The Hypergeometric Distribution

gsl_ran_hypergeometric(p, n1, n2, t)

This function returns a random integer from the hypergeometric distribution. The probability distribution for hypergeometric random variates is,

\[p(k) = C(n_1, k) C(n_2, t - k) / C(n_1 + n_2, t)\]

where \(C(a,b) = a!/(b!(a-b)!)\) and \(t \leq n_1 + n_2\). The domain of \(k\) is \(\max(0,t-n_2), ..., \min(t,n_1)\).
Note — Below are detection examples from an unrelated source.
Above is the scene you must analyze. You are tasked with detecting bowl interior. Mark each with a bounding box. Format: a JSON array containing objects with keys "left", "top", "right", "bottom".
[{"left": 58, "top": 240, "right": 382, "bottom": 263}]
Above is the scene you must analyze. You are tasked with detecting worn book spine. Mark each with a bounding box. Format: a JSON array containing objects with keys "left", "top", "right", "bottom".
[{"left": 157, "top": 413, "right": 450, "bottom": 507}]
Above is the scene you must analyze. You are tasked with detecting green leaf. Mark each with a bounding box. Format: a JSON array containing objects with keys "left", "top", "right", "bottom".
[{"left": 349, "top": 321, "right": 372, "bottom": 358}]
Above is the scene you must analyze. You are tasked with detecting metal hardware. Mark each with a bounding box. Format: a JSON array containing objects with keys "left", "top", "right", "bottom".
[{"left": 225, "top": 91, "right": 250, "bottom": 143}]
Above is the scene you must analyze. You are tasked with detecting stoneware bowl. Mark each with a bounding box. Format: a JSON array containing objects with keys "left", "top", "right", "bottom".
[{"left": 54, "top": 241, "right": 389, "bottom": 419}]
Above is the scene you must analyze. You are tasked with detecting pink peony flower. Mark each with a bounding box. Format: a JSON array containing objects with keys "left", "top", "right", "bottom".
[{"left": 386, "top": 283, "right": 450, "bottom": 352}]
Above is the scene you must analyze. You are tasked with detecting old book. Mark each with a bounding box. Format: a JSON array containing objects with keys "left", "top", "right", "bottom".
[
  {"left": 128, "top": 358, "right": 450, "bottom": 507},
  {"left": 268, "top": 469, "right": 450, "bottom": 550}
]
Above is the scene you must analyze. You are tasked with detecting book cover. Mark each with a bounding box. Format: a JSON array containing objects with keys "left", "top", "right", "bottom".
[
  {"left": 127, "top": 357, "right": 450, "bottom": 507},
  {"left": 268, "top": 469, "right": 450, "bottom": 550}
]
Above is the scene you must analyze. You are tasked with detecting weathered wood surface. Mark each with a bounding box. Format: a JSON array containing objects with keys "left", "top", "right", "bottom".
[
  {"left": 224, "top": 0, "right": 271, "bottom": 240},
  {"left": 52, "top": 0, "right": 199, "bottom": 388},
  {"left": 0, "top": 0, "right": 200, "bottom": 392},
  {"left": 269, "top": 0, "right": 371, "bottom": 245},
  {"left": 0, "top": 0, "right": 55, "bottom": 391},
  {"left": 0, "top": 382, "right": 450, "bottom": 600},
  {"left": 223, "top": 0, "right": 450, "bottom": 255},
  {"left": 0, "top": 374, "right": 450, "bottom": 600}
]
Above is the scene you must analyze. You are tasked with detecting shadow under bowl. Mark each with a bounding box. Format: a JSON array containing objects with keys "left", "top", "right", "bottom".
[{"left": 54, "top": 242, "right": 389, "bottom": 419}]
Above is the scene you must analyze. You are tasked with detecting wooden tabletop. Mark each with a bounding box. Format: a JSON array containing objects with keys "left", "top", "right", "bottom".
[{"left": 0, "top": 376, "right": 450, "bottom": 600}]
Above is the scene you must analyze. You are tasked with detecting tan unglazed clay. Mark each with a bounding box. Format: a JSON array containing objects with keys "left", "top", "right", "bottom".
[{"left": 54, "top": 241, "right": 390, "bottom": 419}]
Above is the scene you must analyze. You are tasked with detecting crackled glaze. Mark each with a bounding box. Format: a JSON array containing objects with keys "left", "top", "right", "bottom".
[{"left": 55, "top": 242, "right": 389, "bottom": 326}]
If a population contains \(n_1\) elements of “type 1” and \(n_2\) elements of “type 2” then the hypergeometric distribution gives the probability of obtaining \(k\) elements of “type 1” in \(t\) samples from the population without replacement.

gsl_ran_hypergeometric_pdf(k, n1, n2, t)

This function computes the probability \(p(k)\) of obtaining \(k\) from a hypergeometric distribution with parameters n1, n2, t, using the formula given above.

gsl_cdf_hypergeometric_P(k, n1, n2, t)
gsl_cdf_hypergeometric_Q(k, n1, n2, t)

These functions compute the cumulative distribution functions \(P(k), Q(k)\) for the hypergeometric distribution with parameters n1, n2 and t.